Skin was all they saw.

October 7th, 2005, a day that my life saw death through their eyes. Being a “Nigger” in their eyes, ready to open fire with it on their mind. “Who’s skin care you? Who’s voice care you?” (In reference to my poem) http://www.poormagazine.org/node/2728 I feel that for every reclaim of “Nigg-a” is a reminder of pain behind “Nigg-er.” Tran substantive error in terms of “Black on Black” violence in poor communities perpetrated by corporate mainstream media, and its proponents. Blind consciousness of capitalism in journalism, “If it bleeds it leads.” “

They (young men of color) are murdered twice, by the cops and……....... by the media!” Explosive words from D’andre, who was lead speaker to everyone in attendance and support (including POOR) of October 22nd National Day of Protest to Stop Police Brutality, Repression, and Criminalization of a Generation. Another tran substantive error is a very sensitive subject and heated debate.

The false empowerment and notion of “skin privilege” imposed upon the minds of African Descendants (and other non-white ethnicities) that the lighter their skin, the better their chances to survival and success. “Passing for White” was the term used in the old days.

My mentor, POOR co-founder “Tiny” Lisa Gray-Garcia soundly resents, and resists this psychological pandemic of Eurocentric form of “self.” “Additionally, I as a mixed race daughter of a "half-breed" mixed race, unwanted orphan of color, my mama. My phrase is I'm Black, I’m just melanin challenged.” I am the success story of the pure race scientists, and the tears of my KKKolinized ancestors.”
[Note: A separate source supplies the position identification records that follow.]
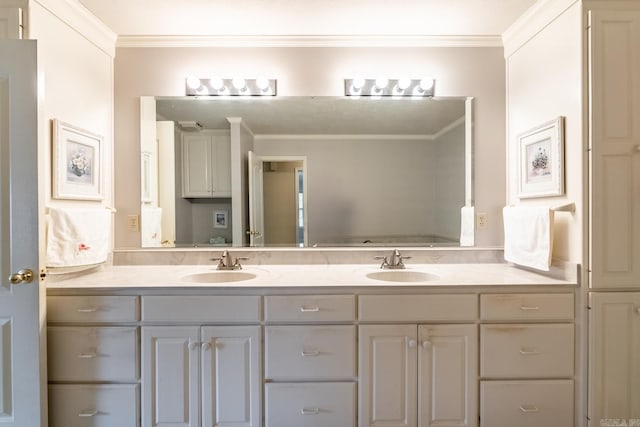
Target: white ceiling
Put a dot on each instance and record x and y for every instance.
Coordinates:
(308, 17)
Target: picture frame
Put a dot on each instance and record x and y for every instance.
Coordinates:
(541, 160)
(77, 163)
(220, 219)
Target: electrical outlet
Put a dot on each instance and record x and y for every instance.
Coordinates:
(134, 223)
(481, 221)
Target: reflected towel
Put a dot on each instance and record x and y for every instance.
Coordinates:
(151, 227)
(467, 221)
(78, 236)
(528, 236)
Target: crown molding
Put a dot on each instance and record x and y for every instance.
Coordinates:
(82, 21)
(137, 41)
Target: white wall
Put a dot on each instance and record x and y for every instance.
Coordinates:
(477, 72)
(544, 81)
(75, 66)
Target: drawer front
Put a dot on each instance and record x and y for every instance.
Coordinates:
(310, 405)
(310, 352)
(526, 403)
(526, 351)
(175, 309)
(92, 353)
(418, 308)
(310, 308)
(92, 309)
(76, 405)
(522, 307)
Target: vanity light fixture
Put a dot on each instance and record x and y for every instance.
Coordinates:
(216, 86)
(390, 87)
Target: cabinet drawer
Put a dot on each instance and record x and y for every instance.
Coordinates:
(92, 353)
(175, 309)
(92, 309)
(526, 307)
(418, 308)
(526, 403)
(310, 352)
(310, 308)
(93, 405)
(310, 405)
(526, 351)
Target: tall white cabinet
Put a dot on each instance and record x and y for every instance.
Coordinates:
(614, 300)
(206, 164)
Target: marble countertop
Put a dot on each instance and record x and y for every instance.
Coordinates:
(298, 276)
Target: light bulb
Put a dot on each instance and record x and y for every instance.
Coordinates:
(216, 83)
(193, 82)
(262, 83)
(403, 84)
(382, 82)
(239, 83)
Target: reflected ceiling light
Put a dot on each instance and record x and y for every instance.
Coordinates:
(216, 86)
(389, 87)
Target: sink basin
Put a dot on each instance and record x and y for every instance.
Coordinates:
(219, 277)
(401, 276)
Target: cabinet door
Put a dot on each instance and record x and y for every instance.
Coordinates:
(170, 357)
(615, 167)
(448, 375)
(196, 166)
(221, 166)
(388, 375)
(614, 356)
(231, 376)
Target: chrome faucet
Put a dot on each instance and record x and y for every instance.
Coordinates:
(396, 262)
(226, 261)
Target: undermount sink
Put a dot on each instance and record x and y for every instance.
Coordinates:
(402, 276)
(219, 277)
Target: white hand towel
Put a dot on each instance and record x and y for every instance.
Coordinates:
(78, 236)
(467, 221)
(528, 236)
(151, 227)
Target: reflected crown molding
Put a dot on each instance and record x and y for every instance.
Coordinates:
(136, 41)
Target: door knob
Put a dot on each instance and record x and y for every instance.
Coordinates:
(22, 276)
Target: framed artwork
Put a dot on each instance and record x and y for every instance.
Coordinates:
(220, 219)
(541, 160)
(77, 163)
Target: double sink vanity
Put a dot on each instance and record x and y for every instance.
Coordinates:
(338, 341)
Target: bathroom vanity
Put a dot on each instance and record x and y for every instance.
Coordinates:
(312, 345)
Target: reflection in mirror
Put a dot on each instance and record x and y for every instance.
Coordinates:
(340, 171)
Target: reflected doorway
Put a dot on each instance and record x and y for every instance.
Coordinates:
(284, 212)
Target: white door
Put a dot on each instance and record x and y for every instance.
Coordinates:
(614, 356)
(170, 374)
(448, 376)
(256, 201)
(20, 398)
(231, 376)
(388, 375)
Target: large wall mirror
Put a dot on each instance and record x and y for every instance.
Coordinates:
(315, 171)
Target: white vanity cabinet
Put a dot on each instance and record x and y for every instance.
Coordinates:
(422, 371)
(310, 361)
(527, 360)
(206, 164)
(93, 361)
(197, 368)
(614, 355)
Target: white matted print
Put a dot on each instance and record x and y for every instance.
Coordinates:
(541, 160)
(77, 163)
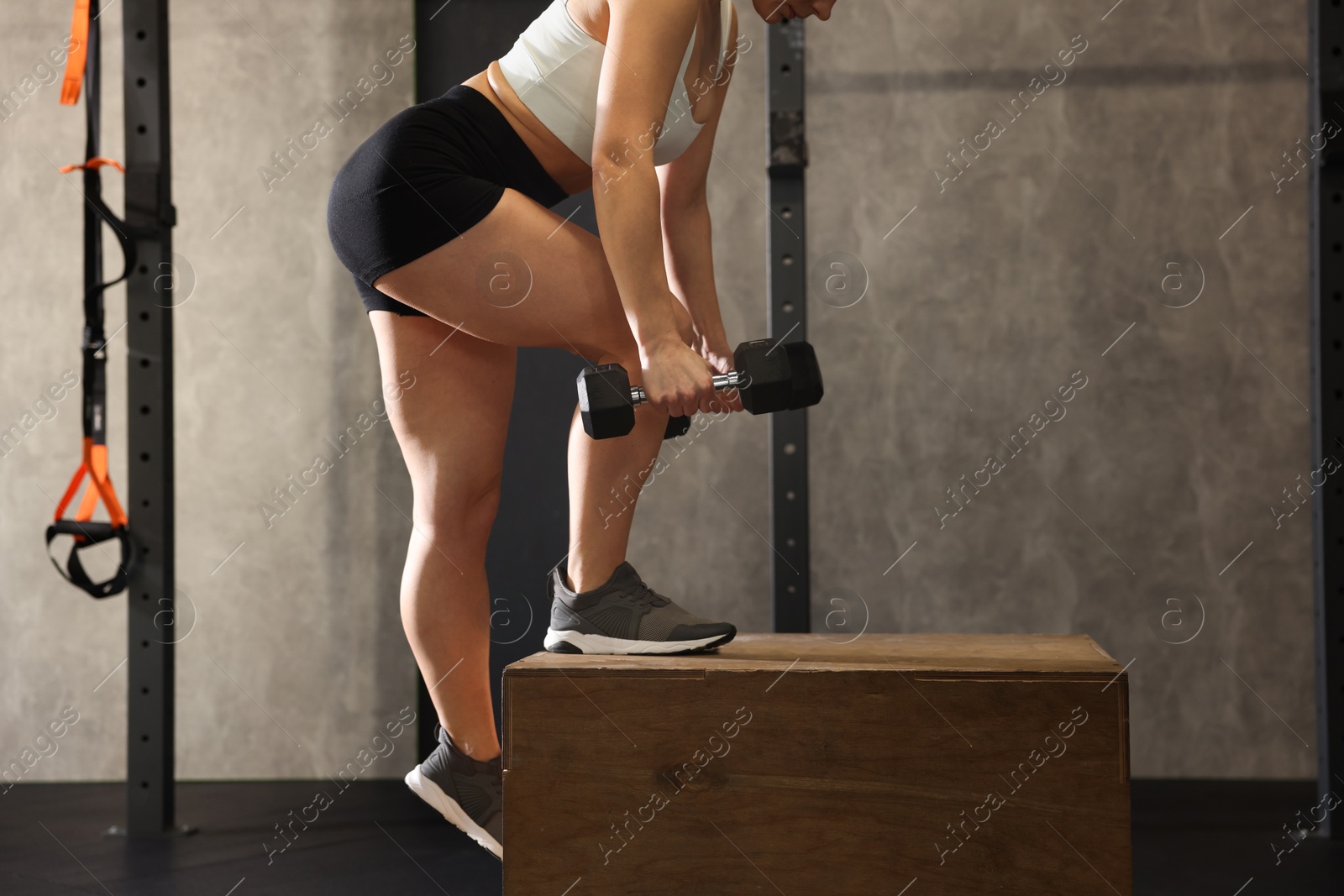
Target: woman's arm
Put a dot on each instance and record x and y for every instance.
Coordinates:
(644, 49)
(687, 244)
Tiny poetically-presents, in detailed description of the horrors that her mom, “Mama” Dee Gray faced in foster homes as a little girl: “Welfare Queens.” A revolutionary play produced and co-directed by the “Super Baby Mamas” of POOR Magazine/PNN Hey little girl, are you the new orphan? Are you the new orphan?! Hey little girl?! Cat’s got your tongue?! Can’t you talk?! I think she’s deaf ! She sure is funny lookin like a little nigger! Nigger lips! Nigger lips! Can’t you talk? Can you fight?! Cmon, stand up! Poor little deaf and dumb orphan girl! Can’t talk, can’t move! “

Mama”Dee-Gray would later be tossed in a trash can by her tormenters. Trapped in darkness, paralyzed with too much fear to move a muscle, else someone might hear her.
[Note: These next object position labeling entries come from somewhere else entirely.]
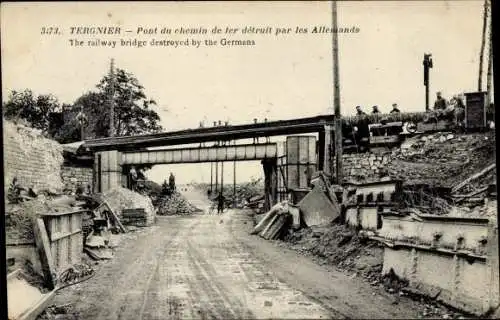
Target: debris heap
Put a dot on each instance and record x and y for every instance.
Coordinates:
(122, 198)
(442, 159)
(175, 204)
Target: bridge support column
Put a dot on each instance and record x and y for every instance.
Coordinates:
(325, 154)
(270, 182)
(108, 170)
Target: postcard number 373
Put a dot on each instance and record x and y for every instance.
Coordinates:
(50, 30)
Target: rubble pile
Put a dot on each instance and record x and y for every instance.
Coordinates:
(19, 216)
(246, 194)
(122, 198)
(442, 159)
(318, 207)
(339, 245)
(175, 204)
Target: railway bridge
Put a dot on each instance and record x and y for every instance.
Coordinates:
(286, 165)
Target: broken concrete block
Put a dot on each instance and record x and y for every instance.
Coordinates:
(267, 218)
(317, 209)
(295, 212)
(95, 241)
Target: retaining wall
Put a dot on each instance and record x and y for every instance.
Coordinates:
(35, 160)
(74, 176)
(452, 259)
(365, 167)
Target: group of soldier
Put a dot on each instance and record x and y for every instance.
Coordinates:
(439, 105)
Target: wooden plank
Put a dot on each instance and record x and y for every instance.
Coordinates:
(43, 248)
(38, 308)
(61, 235)
(115, 217)
(473, 177)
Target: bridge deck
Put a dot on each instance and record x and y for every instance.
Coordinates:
(223, 133)
(202, 154)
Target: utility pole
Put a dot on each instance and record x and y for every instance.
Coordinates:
(222, 177)
(216, 176)
(112, 99)
(483, 42)
(489, 75)
(82, 119)
(336, 95)
(211, 175)
(427, 65)
(234, 182)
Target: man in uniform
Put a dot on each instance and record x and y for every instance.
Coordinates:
(440, 103)
(220, 203)
(133, 178)
(359, 112)
(395, 108)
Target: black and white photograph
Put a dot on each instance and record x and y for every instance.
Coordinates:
(249, 160)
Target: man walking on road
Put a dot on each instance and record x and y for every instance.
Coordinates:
(220, 203)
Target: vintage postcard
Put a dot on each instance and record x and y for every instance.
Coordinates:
(249, 160)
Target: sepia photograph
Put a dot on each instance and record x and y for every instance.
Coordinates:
(249, 160)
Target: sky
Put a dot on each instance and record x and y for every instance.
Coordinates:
(280, 77)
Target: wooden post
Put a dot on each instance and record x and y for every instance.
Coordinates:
(112, 99)
(222, 177)
(43, 247)
(336, 96)
(216, 177)
(234, 184)
(483, 42)
(489, 74)
(211, 175)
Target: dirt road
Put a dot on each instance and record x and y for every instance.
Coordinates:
(207, 266)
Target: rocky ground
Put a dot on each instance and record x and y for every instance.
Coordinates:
(175, 204)
(443, 159)
(340, 248)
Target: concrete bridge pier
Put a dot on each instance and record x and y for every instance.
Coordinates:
(270, 167)
(107, 170)
(325, 150)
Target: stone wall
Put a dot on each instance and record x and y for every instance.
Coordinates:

“Tiny” Lisa Gray-Garcia’s consciousness of her own culture, and deterrent from another. “I live within this white skin as a Mestizo person in conflict, and therefore I don’t believe it is respectful to appropriate a word (Nigger) used to harm so many of my ancestors……….anymore than I would use the word Spic, or Mojado (two slurs) used for my raze gente.” Tiny’s meaning of reclaim: “

What I do claim is my indigenity, my blood line to colonized peoples across Pacha Mama - Boricua, Taino, Roma, African, and Irish; as a way to re-claim the stolen and destroyed cultures that live within my heart.” Behind every sound of “Nigger” into Nigg-a (or vice versa) is the sound of slavery, torture, rape, oppression, displacement incarceration, and death.

Past, Present, and God forbid, the Future. In another reality realm, every single race has a slur placed upon them, literally from A-Z. http://en.wikipedia.org/wiki/List_of_ethnic_slurs For me as a young African Descent man with multiple ethnicities in my bloodline; my own skin should be irrelevant to society once and for all!

My family of POOR's ultimate goal for all of us poor communities, locally and globally: Moving off these grids of separations and control of our land from “The Man” and his linguistic domination. “Nigger” being one of them. Taking back our land, with our own lens, our own lives, with every single story of struggle at a time.

In the end, the real reclaim is ourselves starting with the “I” voice ending with “we” as a community. Not a displacement from our communities, and ourselves from "Nigg-er" or "Nigg-a." "

The black man is a kind of man that never holds his fists down so that is why I like the Black Man kind." Poem by 7 year old Tiburcio Garcia, son of tiny and Revolutionary Youth Scholar titled "Black Man Knows True."